Pour y voir plus clair, un peu de recul n’est pas inutile.
Depuis le milieu des années 80, les systèmes d’enseignement des pays industrialisés et au premier rang ceux des pays européens sont pris dans un tourbillon de critiques et de plans de réformes. Au nom, tantôt de la « lutte contre l’échec scolaire », tantôt de la « dé-bureaucratisation », tantôt encore de « l’adaptation aux exigences de la société post-industrielle », les milieux politiques et économiques stigmatisent les systèmes d’enseignement centralisés et uniformes issus des années 50-70, ces systèmes qui avaient pourtant rendu possible une massification menée au pas de charge.

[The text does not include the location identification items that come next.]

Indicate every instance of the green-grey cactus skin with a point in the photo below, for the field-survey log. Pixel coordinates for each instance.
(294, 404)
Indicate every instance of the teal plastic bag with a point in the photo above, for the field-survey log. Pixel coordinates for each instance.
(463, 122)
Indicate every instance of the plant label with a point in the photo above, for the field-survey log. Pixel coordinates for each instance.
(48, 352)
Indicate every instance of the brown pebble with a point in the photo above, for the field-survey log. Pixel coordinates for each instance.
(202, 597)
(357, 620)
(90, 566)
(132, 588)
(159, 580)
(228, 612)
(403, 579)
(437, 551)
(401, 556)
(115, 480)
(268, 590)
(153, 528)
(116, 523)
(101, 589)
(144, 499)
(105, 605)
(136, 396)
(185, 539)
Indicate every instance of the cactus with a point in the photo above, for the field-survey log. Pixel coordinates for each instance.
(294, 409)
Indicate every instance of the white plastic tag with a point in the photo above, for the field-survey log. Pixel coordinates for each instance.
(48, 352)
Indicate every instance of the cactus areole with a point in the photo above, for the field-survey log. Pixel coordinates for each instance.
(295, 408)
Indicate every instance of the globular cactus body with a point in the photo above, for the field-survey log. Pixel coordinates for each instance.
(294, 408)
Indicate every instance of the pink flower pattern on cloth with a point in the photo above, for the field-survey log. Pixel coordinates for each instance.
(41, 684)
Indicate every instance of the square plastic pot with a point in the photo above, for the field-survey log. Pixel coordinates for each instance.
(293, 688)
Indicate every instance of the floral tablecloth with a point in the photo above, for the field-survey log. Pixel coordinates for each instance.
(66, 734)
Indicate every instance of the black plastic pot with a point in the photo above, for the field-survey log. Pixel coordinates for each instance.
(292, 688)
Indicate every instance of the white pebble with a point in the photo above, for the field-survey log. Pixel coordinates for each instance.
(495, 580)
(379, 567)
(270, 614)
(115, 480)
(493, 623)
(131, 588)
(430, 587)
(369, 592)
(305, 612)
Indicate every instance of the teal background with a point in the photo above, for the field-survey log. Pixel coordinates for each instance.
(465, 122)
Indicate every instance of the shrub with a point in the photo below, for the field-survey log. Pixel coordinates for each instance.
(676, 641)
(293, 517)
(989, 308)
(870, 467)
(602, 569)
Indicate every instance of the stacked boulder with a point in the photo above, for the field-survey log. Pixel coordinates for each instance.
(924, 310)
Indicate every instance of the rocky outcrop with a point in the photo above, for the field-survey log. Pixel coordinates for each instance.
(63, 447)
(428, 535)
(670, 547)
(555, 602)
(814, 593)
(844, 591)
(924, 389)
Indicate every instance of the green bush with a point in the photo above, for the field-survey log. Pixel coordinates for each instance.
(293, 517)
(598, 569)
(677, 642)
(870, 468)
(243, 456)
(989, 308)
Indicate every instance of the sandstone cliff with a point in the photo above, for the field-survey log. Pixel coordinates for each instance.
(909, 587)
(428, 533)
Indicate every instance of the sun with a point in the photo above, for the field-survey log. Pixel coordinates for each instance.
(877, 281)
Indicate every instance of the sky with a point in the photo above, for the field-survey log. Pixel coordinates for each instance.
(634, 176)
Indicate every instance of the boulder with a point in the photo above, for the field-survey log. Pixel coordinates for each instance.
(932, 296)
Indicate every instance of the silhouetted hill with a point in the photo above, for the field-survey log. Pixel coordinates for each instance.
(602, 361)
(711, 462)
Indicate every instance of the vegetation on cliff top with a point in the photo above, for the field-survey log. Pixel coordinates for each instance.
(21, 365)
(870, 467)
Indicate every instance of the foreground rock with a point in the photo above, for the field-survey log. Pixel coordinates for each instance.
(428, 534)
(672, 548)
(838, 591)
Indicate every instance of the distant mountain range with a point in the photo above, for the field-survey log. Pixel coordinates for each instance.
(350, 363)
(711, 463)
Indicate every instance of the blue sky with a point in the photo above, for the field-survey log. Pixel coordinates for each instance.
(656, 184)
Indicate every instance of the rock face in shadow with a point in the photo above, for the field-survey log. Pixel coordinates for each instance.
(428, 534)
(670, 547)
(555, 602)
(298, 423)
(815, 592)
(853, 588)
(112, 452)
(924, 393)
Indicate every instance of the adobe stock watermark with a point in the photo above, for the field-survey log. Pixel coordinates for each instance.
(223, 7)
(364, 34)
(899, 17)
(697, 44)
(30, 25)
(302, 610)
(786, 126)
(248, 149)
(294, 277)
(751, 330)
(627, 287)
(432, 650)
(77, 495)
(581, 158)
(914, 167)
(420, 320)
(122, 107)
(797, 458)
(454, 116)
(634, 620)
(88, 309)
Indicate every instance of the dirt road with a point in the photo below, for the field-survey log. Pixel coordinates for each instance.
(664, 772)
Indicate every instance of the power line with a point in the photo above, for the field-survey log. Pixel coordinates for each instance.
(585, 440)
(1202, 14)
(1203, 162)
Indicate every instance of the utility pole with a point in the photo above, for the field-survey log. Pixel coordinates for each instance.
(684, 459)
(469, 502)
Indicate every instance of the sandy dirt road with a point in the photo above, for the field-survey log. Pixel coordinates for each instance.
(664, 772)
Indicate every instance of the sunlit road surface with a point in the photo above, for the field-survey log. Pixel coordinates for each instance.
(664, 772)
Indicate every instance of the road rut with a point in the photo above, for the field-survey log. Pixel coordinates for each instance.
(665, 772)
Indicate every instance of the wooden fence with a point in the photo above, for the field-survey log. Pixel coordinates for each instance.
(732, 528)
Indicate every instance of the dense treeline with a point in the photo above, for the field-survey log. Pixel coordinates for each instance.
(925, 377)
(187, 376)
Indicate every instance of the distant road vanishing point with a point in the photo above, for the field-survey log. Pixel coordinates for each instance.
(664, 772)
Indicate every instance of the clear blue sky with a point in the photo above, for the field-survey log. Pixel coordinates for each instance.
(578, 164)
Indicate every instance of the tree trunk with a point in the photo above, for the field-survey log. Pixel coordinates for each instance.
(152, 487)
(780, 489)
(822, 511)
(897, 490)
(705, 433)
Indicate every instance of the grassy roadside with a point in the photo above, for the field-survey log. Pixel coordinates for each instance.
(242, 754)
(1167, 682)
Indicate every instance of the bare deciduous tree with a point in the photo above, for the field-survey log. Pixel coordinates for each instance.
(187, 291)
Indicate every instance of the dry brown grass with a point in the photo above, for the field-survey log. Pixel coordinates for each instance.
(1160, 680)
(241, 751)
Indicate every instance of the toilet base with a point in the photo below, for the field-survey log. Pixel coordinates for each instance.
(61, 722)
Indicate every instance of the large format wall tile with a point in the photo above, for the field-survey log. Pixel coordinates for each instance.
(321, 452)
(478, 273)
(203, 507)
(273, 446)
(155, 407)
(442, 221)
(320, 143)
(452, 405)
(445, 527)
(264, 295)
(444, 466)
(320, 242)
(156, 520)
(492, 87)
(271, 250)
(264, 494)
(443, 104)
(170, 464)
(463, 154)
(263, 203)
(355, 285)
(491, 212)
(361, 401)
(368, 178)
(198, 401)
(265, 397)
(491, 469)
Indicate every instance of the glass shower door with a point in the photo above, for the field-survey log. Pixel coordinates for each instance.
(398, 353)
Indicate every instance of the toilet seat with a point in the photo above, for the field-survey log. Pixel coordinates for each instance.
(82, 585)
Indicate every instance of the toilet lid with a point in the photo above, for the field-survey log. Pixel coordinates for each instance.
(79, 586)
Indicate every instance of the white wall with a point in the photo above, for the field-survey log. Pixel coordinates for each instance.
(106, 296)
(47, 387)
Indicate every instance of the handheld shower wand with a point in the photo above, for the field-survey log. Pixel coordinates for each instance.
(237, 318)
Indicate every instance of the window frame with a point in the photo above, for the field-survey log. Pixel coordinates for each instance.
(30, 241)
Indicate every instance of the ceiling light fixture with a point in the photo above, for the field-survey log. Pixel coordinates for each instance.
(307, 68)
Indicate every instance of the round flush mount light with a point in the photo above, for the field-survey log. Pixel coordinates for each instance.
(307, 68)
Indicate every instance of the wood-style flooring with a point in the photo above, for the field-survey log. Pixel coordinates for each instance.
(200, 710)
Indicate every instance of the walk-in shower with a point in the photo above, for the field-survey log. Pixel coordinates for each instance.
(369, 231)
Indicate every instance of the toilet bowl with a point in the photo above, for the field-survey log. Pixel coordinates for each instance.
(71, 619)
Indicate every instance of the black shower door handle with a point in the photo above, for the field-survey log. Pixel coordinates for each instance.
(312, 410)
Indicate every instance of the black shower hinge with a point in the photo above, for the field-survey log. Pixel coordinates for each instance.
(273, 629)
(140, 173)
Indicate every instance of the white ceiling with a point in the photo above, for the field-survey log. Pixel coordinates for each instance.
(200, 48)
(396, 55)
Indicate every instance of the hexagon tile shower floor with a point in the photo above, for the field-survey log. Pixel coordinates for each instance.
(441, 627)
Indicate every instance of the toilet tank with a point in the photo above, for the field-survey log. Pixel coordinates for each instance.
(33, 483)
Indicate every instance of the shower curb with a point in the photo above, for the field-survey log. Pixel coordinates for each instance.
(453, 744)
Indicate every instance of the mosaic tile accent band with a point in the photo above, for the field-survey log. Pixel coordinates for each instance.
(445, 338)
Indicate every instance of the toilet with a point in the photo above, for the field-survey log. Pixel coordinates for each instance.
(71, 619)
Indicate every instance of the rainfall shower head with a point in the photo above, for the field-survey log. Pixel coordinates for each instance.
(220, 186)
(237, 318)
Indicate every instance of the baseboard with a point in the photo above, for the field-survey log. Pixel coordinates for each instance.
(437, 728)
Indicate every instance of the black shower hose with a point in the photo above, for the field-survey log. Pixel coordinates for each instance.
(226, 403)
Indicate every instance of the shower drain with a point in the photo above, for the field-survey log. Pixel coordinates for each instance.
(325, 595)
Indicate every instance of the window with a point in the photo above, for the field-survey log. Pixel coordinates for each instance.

De Rome à Stockholm, de Londres à Vienne, des réformes profondes, touchant les différents niveaux d’enseignement, se succèdent sans désemparer. Entre les projets d’Allègre et les réalisations, en Belgique, de son homologue flamand Van den Bossche, entre le Décret sur les missions de l’enseignement de la ministre belge francophone Onkelinx et le rapport Excellence in school concocté par le britannique Blunkett, entre l’École nouvelle à la sauce hollandaise et les projets de la ministre allemande Bulmahn, entre le Plan d’action pour la réforme de l’éducation de la québécoise Pauline Marois et les réalisations d’Elisabeth Gehrer en Autriche, il y a bien plus que des similitudes.
Au-delà des particularités nationales, on retrouve, sur les axes essentiels des politiques éducatives menées dans les pays industrialisés, des orientations largement convergentes.
Premièrement, tous ces plans annoncent des « déréglementations » du système éducatif, prônent une large « autonomie » des établissements scolaires et mettent en avant « l’indispensable décentralisation » des lieux de décision et de gestion.
Deuxièmement, tous disent vouloir privilégier l’acquisition par les jeunes de « compétences réelles », plutôt que l’accumulation de « connaissances formelles » ; partout on « allège » les programmes ou on les rend plus « souples ».
Troisièmement, dans tous ces pays, des mesures prises parfois au nom de la lutte contre l’échec scolaire, creusent pourtant les inégalités sociales devant l’accès réel aux savoirs. Parallèlement, des dispositions sont prises qui renforcent la différenciation et la hiérarchisation des formations. Le discours formel sur l’égalité des chances camoufle de plus en plus mal l’augmentation réelle de la sélection sociale.
Quatrièmement, au moment même où les budgets publics consacrés à l’enseignement connaissent une cure d’austérité généralisée, on investit des sommes considérables dans l’équipement des établissements scolaires en ordinateurs, logiciels éducatifs et connections au réseau Internet.
Enfin, cinquièmement, on observe une présence et un impact croissants des milieux patronaux dans les centres de décision de l’enseignement.
Ni le hasard, ni des effets de mode ne peuvent évidemment expliquer une si forte convergence des politiques éducatives. Plusieurs années d’investigations dans les textes de l’OCDE, de la Commission européenne ou de la Table Ronde des Industriels européens (European Round Table of Industrialists, ERT), la lecture de dizaines de discours ministériels et de rapports d’organismes patronaux ou gouvernementaux ont forgé la position soutenue dans ce livre : derrière les « réformes » et le paravent du discours qui les accompagne, se profile une mutation radicale des systèmes d’enseignement. En période de crise, les savoirs et les compétences sont plus que jamais des armes dans la compétition économique. Or, les conditions de cette compétition ont été profondément et durablement bouleversées par la crise même. Voilà pourquoi l’école, le collège, le lycée, l’athénée, le gymnasium, la comprehensive school ou la grundskole sont, eux aussi, invités à changer.
Faire de l’Ecole une machine à couler les jeunes dans les moules du marché : telle est la stratégie, à peine cachée, du patronat européen. Une stratégie que le présent livre se propose de dévoiler et d’expliquer, dans l’espoir d’aider à mieux la combattre.